ВРТ, основанная как политическое предприятие, ведомая людьми, имевшими ясно выраженные политические цели, не могла стать коммерческим предприятием. Не мог стать коммерсантом и Чернецкий, польский революционер, который рассматривал свою работу по заведованию типографией как "обязанность человека, любящего свою родину и желающего принесть ей лепту скромного и убогого труда". Так писал он Герцену в октябре 1865 года – в первый женевский год. Положение типографии усложнялось еще и тем, что в 1866 году в Женеве появилась еще одна русская типография, открытая М.К. Элпидиным. Все более мелел и Общий фонд, поскольку "молодые эмигранты" создали свой собственный фонд – кассу взаимопомощи.
В 1869 году типография Чернецкого уже не имела вовсе заказов. Пришлось распустить рабочих – оставили одного наборщика.
В феврале 1867 года Герцен во Флоренции встретился с Ге. Памятью этой встречи остался портрет Герцена – одно из последних его живописных изображений. Портрет очень нравился Тате. 23 февраля она сообщала Огареву: «Живописец Ге сделал отличный портрет папаши… Как только он высохнет, я возьмусь за копию…»
У Таты рано обнаружился художественный талант. Более всего она тяготела к портрету. Собираясь послать дочь в Италию, Герцен прежде направил ее в Брюссель, к знаменитому бельгийскому художнику Галле. И в ноябре 1862 года Огарев, глубоко привязанный к девочке, сообщал Кашперову, жившему в Италии: "Вот вам новость: Тата, которую ждем из Брюсселя, училась там живописи под руководством Gallait (первого художника), живопись – ее специальность".

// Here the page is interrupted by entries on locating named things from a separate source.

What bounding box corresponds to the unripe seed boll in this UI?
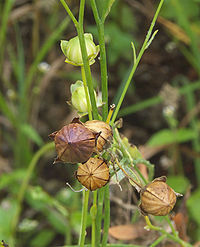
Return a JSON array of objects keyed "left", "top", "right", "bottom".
[
  {"left": 84, "top": 120, "right": 113, "bottom": 152},
  {"left": 139, "top": 176, "right": 181, "bottom": 216},
  {"left": 76, "top": 158, "right": 110, "bottom": 191},
  {"left": 50, "top": 119, "right": 99, "bottom": 163}
]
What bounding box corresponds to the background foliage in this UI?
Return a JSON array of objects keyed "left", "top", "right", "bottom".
[{"left": 0, "top": 0, "right": 200, "bottom": 247}]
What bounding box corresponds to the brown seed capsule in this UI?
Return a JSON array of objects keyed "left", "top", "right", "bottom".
[
  {"left": 84, "top": 120, "right": 112, "bottom": 152},
  {"left": 139, "top": 176, "right": 180, "bottom": 216},
  {"left": 76, "top": 158, "right": 110, "bottom": 191},
  {"left": 50, "top": 122, "right": 98, "bottom": 163}
]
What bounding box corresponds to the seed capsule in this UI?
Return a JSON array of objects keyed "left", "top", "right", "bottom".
[
  {"left": 76, "top": 158, "right": 110, "bottom": 191},
  {"left": 50, "top": 119, "right": 99, "bottom": 163},
  {"left": 84, "top": 120, "right": 112, "bottom": 152},
  {"left": 139, "top": 176, "right": 180, "bottom": 216}
]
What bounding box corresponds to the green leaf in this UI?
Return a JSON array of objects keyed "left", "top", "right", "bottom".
[
  {"left": 186, "top": 189, "right": 200, "bottom": 226},
  {"left": 20, "top": 124, "right": 44, "bottom": 146},
  {"left": 101, "top": 0, "right": 115, "bottom": 21},
  {"left": 167, "top": 175, "right": 189, "bottom": 194},
  {"left": 161, "top": 0, "right": 200, "bottom": 20},
  {"left": 147, "top": 129, "right": 196, "bottom": 147},
  {"left": 30, "top": 230, "right": 55, "bottom": 247},
  {"left": 0, "top": 169, "right": 26, "bottom": 190}
]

Портрет Герцена работы Ге нравился не только Тате, высоко оценили его художественные достоинства Стасов и Мясоедов. Но мнение дочери подтверждает близость портрета Ге к оригиналу.
Ге оставил и словесный портрет Герцена – каким он увидел его в том нелегком для него 1867 году. "Несмотря на то, что у меня был его фотографический портрет… – пишет Ге в своих воспоминаниях, – впечатление при встрече было новое, полное, живое. Небольшого роста, плотный, с прекрасной головой, с красивыми руками; высокий лоб, волосы с проседью, закинутые назад без пробора; живые умные глаза энергично выглядывали из-за сдавленных век; нос широкий, русский, как он сам называл, с двумя резкими чертами по бокам, рот, скрытый усами и короткой бородой. Голос резкий, энергичный, речь блестящая, полная остроумия".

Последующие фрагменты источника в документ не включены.